Após o participante e a confederada lerem as instruções e confirmarem que não tinham dúvida quanto a maneira de se jogar, o jogo iniciava conforme apresentado nas regras do jogo. É importante ressaltar que não foi sinalizado aos participantes sobre as partidas jogadas em diferentes probabilidades de checagem. Apenas era informado, nas instruções específicas de cada partida, quando as cartas deveriam ser reveladas.
Pilhas de cartas. Para conseguir verificar a correspondência ou não de relatos dos participantes, o baralho de cada jogador precisou ser manipulado e descrito no protocolo de registro, para que a pesquisadora pudesse ter acesso a qual carta cada jogador compraria em cada rodada. Durante a realização do jogo, a experimentadora tinha acesso ao protocolo de registro e o alimentava, escrevendo o relato de cada jogador a cada rodada.
O protocolo de registro foi elaborado após a formação da pilha de cartas de cada jogador. As cartas foram divididas em três grupos, e cada grupo continha dez cartas. O primeiro grupo foi formado por cartas com numeração de dois a quatro, o segundo foi por cartas de cinco a sete, e o terceiro grupo com cartas de oito a dez.
De acordo com essa divisão em grupos de cartas, foram definidas as rodadas em que a confederada iria apresentar relato distorcido. No grupo com cartas de dois a quatro, a confederada distorceu o relato todas as vezes em que essas cartas eram compradas; nas cartas de cinco a sete, a confederada distorceu em três rodadas; a confederada não distorceu nas cartas de oito a 10. As cartas que a confederada deveria distorcer eram marcadas com um pequeno sinal feito a lápis. A confederada relatava 10 sempre que distorcia os seus relatos.
RESULTADOS
Com base na Figura 1, que mostra a frequência de relatos distorcidos para todos os participantes em função da frequência de checagem, é possível observar que cinco dos seis participantes apresentaram mais relatos distorcidos em 0,17. P6 foi o único participante que apresentou mais distorções em 0,5, porém, com apenas um relato distorcido de diferença. P5 foi o participante que apresentou a maior diferença entre as condições, com 19 distorções de diferença em favor da condição 0,17. Para P1, P2, P3 e P4, as diferenças variaram entre quatro e sete distorções em favor da condição 0,17. P2 e P5 foram os participantes que apresentaram maiores frequências de distorções, ambas em 0,17, sendo 44 e 40 respectivamente.

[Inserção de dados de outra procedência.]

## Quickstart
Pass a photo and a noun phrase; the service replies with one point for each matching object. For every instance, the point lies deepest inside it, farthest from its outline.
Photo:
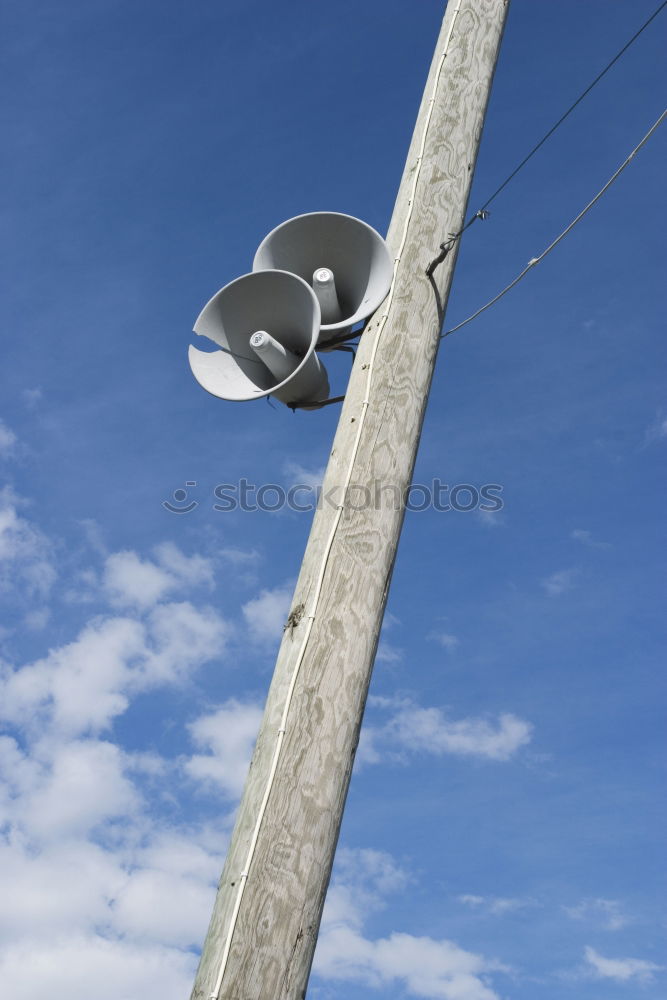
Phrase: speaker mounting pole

Na Figura 2, é apresentada a frequência de relatos distorcidos para cada participante nos três grupos de cartas nas duas probabilidades de checagem no segundo dia de jogo. Para a maioria dos participantes, foi possível observar que as maiores frequências de distorções aconteceram nas menores faixas de pontos. Na maior faixa de pontos, os participantes praticamente não apresentaram relatos distorcidos, como é o exemplo do participante P4, que não apresentou relato distorcido do valor de sua carta nessa faixa de pontos. Os participantes P2 e P6 foram os que apresentaram as maiores frequências de relatos distorcidos em praticamente todas as faixas de pontos quando comparados aos outros participantes.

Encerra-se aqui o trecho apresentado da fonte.